A native of Michigan who held degrees from Central Michigan University and the University of Michigan, Ms. Goncharov began her career in New York City in 1980 as the curator at Linda Goode Bryant’s Just Above Midtown (JAM) Gallery. At JAM, she organized performances and exhibitions. She went on to serve as director of exhibitions at Creative Time, bringing art beyond the walls of traditional institutions and into the colorful fabric of New York.
She organized multiple exhibits of Art on the Beach, Art in the Anchorage, and projects staged in unusual spaces in the city — initiatives that have become the hallmark of Creative Time to make contemporary art both public and experimental.
From 1987 to 2000, Ms. Goncharov was curator of The New School Art Collection, where she operated at the intersection of art and education. She later served as public art curator at the MIT List Visual Arts Center, overseeing MIT’s Percent-for-Art Program and commissioning permanent works to integrate contemporary art into the holdings of a major research university.

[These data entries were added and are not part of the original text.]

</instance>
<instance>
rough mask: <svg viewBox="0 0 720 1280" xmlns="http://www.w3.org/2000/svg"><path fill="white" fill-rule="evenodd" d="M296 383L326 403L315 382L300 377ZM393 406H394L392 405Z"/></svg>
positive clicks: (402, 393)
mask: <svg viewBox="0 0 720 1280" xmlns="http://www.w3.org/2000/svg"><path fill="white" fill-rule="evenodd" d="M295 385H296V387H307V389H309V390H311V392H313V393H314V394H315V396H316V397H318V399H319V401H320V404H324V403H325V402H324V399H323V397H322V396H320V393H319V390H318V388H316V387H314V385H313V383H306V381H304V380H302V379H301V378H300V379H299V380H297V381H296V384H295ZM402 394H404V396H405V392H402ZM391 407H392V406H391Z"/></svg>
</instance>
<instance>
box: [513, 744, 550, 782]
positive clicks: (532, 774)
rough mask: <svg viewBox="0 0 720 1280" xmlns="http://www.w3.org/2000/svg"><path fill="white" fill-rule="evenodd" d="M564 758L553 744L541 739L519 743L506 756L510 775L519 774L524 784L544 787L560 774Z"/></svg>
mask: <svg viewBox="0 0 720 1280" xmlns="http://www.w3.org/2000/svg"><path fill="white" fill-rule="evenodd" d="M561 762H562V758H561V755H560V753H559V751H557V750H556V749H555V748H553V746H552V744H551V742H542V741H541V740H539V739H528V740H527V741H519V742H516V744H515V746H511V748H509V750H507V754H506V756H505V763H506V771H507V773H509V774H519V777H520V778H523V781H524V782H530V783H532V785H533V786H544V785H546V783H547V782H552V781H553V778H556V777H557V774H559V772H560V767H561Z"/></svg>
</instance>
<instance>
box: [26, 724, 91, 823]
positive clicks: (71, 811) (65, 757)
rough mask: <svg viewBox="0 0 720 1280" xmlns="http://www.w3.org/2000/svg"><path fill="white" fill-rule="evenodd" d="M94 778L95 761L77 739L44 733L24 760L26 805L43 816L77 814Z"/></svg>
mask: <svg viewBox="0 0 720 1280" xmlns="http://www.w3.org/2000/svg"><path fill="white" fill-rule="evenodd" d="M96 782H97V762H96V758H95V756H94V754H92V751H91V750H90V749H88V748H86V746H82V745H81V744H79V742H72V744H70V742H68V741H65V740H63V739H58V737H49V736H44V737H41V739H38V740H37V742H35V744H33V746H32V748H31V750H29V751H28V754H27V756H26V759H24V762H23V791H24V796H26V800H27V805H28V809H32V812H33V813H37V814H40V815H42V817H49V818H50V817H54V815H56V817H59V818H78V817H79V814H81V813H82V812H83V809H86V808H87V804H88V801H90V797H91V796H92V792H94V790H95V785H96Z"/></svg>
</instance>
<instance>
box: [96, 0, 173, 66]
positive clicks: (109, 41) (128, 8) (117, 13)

She also served as adjunct curator at the Nasher Museum of Art at Duke University, where she curated the museum’s first contemporary exhibition in its new building.
Ms. Goncharov was executive director/artistic director of the Brodsky Center for Innovative Editions at Rutgers University from 2007-2011. She was responsible for selecting international artists to work in collaboration with the center’s master printers and papermakers to create new editions. She led the center’s advisory committee and guided outreach through exhibitions and educational collaborations; she placed editions and artists’ books in major collections including the Metropolitan Museum of Art and the Museum of Modern Art.

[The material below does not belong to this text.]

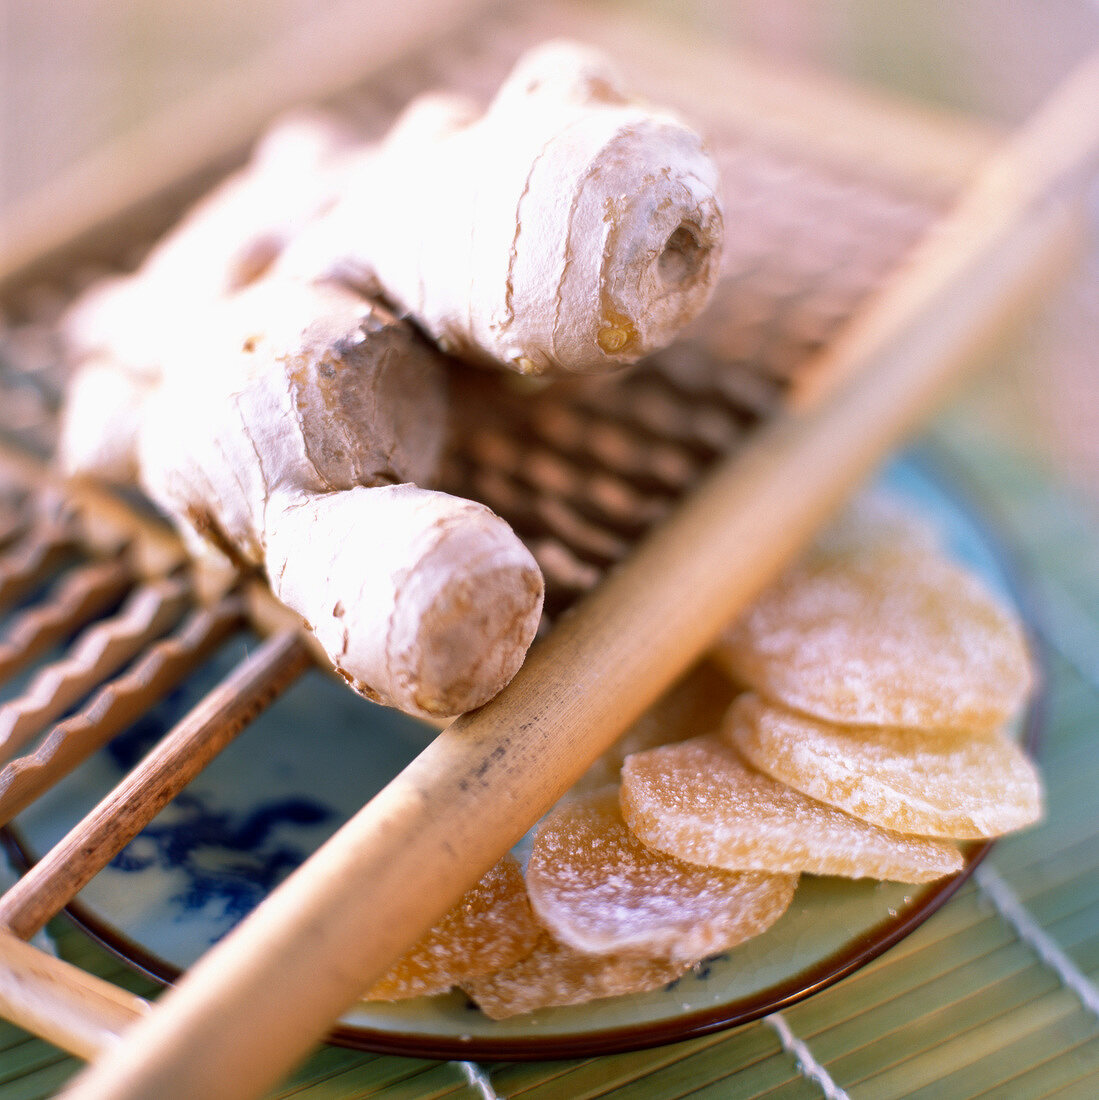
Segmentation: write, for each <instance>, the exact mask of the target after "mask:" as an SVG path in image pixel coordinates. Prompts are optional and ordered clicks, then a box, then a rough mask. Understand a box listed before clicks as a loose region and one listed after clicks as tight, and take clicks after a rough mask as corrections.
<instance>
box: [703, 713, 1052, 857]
mask: <svg viewBox="0 0 1099 1100" xmlns="http://www.w3.org/2000/svg"><path fill="white" fill-rule="evenodd" d="M724 735H725V736H726V737H728V739H729V740H730V741H732V744H733V745H734V746H735V747H736V748H737V749H738V750H739V751H740V752H741V753H744V756H745V757H746V758H747V759H748V761H749V762H750V763H752V764H755V766H756V767H757V768H759V769H760V770H761V771H766V772H767V773H768V774H769V775H772V777H774V779H778V780H780V781H781V782H783V783H788V784H789V785H790V787H793V788H796V789H798V790H799V791H802V792H804V793H805V794H807V795H810V796H811V798H814V799H818V800H820V801H821V802H827V803H829V804H831V805H834V806H838V807H839V809H840V810H844V811H846V812H847V813H849V814H853V815H854V816H856V817H861V818H862V820H864V821H868V822H871V823H872V824H875V825H880V826H881V827H882V828H890V829H895V831H897V832H899V833H920V834H923V835H925V836H941V837H956V838H959V839H981V838H987V837H993V836H1000V835H1001V834H1003V833H1010V832H1013V831H1014V829H1019V828H1023V827H1024V826H1026V825H1031V824H1033V823H1034V822H1036V821H1037V820H1038V818H1040V817H1041V816H1042V781H1041V778H1040V777H1038V773H1037V771H1036V769H1035V768H1034V766H1033V764H1032V763H1031V761H1030V760H1029V759H1027V758H1026V756H1025V753H1024V752H1023V751H1022V749H1020V748H1019V746H1018V745H1015V742H1014V741H1013V740H1011V738H1010V737H1008V736H1007V735H1005V734H1003V733H998V734H996V735H994V736H991V737H988V736H981V737H974V736H971V735H965V734H957V735H952V736H946V735H944V736H941V737H933V738H928V737H925V736H923V735H922V734H921V733H920V731H919V730H911V729H899V728H886V729H867V728H855V727H843V726H834V725H832V724H829V723H826V722H817V720H816V719H814V718H810V717H806V716H804V715H800V714H795V713H794V712H792V711H788V709H785V708H784V707H780V706H774V705H771V704H768V703H765V702H763V701H762V700H760V698H759V697H758V696H754V695H744V696H741V697H740V698H738V700H737V702H736V703H735V704H734V705H733V707H732V708H730V712H729V718H728V720H727V724H726V726H725V727H724Z"/></svg>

A major highlight of her 40-year career was in 2002, when she was appointed United States Commissioner for the 50th Venice Biennale, for which she selected artist Fred Wilson to represent the U.S. This was a solid recognition of her international stature, and her commitment to artists whose work interrogates history, power, and institutional structures. She curated and organized exhibitions and projects internationally, including in Cairo, Rio de Janeiro, New Delhi, Bologna, Venice, and Rome, extending her commitment to global dialogue and cross-cultural exchange.
Gracie Mansion, pioneer of the 1980s East Village art scene, art consultant, curator, and adviser to individuals, museums, and corporations worldwide, was a longtime friend of Ms. Goncharov, who also was an artist herself.

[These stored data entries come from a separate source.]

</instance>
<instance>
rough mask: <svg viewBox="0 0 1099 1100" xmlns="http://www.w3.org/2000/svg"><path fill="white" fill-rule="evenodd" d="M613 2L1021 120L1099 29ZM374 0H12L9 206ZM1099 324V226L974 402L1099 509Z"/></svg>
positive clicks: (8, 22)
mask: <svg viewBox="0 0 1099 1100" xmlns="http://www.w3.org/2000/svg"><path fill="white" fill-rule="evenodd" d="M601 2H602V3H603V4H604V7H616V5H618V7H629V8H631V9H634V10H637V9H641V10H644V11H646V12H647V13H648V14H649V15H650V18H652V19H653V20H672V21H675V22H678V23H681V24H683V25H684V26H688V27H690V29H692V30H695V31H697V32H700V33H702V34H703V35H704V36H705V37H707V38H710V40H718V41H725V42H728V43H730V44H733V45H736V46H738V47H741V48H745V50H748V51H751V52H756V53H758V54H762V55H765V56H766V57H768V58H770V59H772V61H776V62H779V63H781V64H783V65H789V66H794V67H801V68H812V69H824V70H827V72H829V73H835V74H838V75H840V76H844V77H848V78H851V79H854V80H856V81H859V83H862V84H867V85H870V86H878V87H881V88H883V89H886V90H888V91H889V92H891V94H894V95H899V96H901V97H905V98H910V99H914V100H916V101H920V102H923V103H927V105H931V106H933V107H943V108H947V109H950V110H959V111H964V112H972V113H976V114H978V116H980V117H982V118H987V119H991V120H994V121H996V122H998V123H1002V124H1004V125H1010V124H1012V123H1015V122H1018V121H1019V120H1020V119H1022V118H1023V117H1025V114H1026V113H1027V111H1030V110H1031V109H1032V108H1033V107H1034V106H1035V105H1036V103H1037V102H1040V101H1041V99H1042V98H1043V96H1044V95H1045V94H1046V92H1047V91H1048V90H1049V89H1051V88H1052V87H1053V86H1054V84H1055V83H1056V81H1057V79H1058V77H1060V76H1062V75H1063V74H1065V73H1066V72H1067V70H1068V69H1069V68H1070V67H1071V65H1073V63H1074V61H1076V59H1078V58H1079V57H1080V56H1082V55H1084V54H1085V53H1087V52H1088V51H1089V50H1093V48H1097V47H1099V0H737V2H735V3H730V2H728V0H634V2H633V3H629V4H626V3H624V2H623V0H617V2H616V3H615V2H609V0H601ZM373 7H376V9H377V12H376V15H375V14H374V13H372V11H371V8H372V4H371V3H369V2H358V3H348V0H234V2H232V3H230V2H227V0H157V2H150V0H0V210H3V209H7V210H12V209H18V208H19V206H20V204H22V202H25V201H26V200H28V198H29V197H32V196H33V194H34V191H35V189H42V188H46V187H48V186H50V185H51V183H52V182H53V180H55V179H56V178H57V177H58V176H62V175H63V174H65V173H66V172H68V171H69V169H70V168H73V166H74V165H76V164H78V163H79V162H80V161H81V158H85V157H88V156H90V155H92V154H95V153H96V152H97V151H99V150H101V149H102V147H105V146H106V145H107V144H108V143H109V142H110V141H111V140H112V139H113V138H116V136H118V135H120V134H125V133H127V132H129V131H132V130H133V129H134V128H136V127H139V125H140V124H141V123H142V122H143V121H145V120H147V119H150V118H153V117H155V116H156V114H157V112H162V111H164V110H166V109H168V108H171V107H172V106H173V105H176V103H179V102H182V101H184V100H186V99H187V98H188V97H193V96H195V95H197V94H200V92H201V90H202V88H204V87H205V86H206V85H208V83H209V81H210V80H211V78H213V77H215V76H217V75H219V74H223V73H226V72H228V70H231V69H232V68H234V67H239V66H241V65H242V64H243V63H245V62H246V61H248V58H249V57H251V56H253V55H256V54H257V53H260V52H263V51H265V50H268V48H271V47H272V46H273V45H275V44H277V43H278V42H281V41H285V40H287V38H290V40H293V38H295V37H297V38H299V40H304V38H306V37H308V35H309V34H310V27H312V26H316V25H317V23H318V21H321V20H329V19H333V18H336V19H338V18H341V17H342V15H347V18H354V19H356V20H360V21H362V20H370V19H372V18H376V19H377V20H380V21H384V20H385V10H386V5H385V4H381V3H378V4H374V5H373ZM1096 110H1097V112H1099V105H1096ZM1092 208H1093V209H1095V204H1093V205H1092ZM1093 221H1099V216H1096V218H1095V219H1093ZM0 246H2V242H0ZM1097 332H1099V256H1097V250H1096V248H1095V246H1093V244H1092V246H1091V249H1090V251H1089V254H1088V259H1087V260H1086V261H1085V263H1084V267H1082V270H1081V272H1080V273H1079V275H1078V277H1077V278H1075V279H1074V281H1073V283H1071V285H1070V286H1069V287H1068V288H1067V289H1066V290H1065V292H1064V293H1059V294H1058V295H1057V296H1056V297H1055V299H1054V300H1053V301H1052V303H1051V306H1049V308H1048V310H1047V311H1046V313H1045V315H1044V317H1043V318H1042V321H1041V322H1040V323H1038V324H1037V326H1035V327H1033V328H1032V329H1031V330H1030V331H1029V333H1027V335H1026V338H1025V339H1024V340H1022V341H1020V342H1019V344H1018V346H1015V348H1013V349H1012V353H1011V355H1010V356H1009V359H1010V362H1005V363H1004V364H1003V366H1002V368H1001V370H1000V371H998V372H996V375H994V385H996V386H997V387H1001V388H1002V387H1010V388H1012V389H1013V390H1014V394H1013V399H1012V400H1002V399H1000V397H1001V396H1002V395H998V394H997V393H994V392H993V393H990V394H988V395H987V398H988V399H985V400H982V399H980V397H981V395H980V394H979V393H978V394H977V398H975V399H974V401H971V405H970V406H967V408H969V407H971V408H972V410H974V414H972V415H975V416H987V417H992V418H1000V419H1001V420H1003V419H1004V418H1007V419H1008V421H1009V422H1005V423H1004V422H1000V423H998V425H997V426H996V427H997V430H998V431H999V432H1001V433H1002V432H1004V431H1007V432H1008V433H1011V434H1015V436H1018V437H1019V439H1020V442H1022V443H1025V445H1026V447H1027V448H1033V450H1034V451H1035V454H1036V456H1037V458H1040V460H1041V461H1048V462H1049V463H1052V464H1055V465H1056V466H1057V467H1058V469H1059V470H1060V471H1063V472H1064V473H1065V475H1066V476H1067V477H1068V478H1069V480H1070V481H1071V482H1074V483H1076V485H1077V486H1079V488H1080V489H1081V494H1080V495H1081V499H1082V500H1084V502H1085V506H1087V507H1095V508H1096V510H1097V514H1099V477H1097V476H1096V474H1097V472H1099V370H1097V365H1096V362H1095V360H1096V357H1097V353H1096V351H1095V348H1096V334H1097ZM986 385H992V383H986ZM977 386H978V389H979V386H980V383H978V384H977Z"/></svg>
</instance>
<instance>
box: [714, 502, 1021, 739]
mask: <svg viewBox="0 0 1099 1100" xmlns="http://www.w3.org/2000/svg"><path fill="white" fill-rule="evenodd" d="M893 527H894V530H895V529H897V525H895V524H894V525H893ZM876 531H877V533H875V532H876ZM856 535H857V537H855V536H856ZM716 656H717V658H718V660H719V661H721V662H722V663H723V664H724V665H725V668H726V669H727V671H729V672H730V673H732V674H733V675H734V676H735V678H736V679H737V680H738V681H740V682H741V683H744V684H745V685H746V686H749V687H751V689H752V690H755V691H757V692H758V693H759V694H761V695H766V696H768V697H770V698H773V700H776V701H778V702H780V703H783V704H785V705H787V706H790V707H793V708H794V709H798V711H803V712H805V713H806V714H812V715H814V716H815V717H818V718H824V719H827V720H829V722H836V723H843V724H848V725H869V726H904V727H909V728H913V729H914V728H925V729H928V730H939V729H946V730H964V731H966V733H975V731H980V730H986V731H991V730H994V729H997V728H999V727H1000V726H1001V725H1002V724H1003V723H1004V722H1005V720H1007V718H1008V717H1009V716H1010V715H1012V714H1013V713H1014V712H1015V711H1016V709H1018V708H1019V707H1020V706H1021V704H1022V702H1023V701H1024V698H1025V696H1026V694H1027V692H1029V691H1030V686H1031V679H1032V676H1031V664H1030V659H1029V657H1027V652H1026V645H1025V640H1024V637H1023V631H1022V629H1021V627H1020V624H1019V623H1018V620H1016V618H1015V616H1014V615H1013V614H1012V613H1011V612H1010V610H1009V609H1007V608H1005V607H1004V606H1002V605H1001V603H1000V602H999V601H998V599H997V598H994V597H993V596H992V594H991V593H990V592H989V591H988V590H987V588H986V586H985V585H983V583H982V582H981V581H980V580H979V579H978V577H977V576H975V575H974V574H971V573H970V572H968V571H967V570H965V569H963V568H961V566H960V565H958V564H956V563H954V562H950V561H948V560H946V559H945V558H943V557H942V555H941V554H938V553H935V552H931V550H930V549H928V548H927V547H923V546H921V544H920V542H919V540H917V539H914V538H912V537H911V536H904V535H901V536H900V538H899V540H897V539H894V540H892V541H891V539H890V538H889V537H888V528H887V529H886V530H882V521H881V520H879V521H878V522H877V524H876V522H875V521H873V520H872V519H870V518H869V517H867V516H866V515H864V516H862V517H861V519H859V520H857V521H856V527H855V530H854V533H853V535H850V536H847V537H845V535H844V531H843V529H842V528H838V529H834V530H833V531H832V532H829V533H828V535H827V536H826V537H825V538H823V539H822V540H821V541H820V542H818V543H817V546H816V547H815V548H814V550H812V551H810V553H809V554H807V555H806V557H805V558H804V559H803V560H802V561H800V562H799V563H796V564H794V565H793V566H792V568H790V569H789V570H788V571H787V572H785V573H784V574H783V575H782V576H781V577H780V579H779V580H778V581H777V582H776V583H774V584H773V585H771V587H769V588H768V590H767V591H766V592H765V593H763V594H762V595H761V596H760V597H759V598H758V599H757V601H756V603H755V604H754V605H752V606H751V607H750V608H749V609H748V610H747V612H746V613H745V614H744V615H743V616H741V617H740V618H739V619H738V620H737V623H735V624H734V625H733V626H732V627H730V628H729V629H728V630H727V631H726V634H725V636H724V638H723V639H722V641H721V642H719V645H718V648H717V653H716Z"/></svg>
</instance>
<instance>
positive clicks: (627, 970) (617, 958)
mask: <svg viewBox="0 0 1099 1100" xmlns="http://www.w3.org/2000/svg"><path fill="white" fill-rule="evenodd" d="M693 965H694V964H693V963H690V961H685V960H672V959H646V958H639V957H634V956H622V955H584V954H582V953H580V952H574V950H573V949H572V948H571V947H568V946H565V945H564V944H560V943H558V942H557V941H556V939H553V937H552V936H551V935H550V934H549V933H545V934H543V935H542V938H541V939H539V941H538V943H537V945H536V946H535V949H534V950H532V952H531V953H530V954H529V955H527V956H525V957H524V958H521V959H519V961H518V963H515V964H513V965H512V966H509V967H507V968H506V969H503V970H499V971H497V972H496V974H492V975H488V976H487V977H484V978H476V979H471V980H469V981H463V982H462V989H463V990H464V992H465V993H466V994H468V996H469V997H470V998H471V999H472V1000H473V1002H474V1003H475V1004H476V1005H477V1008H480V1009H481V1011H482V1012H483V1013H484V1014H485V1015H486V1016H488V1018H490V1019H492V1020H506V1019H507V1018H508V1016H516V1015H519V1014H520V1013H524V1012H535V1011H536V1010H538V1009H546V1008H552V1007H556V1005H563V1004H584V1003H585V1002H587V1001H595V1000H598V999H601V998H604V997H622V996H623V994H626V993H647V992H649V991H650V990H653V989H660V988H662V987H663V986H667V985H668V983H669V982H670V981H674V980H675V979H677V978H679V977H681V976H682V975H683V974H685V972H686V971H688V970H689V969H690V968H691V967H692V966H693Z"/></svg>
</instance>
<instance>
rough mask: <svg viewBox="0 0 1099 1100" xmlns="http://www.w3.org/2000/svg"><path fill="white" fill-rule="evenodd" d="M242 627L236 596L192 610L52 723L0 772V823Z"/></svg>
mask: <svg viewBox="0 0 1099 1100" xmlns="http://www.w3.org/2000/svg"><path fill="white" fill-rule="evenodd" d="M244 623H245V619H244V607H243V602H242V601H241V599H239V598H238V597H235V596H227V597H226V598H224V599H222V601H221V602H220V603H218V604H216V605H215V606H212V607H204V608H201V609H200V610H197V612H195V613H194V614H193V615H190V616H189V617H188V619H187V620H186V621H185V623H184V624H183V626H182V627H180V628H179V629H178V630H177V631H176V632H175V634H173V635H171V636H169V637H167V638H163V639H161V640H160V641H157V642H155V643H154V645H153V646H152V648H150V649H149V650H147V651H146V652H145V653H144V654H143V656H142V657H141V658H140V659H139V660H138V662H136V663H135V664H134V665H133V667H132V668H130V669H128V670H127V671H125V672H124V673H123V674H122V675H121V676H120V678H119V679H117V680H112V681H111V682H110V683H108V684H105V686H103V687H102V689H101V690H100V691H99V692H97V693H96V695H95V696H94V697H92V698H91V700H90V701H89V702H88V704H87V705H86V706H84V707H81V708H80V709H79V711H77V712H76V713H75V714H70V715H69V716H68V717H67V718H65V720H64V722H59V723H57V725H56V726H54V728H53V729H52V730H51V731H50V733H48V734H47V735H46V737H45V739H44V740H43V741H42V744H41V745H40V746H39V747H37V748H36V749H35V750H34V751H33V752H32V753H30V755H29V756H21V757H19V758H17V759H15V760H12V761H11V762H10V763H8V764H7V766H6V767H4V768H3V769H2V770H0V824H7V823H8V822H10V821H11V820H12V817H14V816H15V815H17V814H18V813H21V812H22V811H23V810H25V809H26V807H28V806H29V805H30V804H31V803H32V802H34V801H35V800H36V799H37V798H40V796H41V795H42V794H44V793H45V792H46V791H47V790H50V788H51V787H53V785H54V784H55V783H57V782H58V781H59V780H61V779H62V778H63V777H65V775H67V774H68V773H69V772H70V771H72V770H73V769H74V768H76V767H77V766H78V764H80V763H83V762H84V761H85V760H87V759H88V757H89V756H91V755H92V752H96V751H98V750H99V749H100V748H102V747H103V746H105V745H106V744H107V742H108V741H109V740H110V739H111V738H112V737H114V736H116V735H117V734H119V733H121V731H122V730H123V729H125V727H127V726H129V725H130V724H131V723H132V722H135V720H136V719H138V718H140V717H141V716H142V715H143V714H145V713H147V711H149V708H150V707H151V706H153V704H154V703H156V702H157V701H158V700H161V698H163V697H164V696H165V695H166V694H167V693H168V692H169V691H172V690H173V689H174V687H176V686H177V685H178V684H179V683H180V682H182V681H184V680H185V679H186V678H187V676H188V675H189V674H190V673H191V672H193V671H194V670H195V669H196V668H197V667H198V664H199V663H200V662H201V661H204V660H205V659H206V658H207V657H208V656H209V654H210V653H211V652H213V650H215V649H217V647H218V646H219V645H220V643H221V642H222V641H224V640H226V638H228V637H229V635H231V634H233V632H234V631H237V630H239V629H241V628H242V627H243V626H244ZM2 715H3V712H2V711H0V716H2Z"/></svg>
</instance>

“Kathy Goncharov was a loyal friend and a generous spirit who freely shared her friends and her knowledge. When we stayed together in Venice at the offices of the Emily Harvey Foundation, it would inevitably end up with someone sleeping on the couch and another sharing a bed. She never said no to anyone and at some point in the stay, she would cook a fantastic meal for the ‘extended family,’” Mansion wrote in a prepared statement.
“Kathy Goncharov was a visionary. She recognized talent early and went against the norms. A contemporary curator, she built on a depth of knowledge of the past. This duality informed her curatorial vision, making it accessible to many levels of viewers. She worked quietly, and in the future, historians will come face to face with an indisputable mountain of truth and beauty that is her legacy.”
News reports said Ms. Goncharov is survived by her longtime partner, Charles Doria, and numerous family members.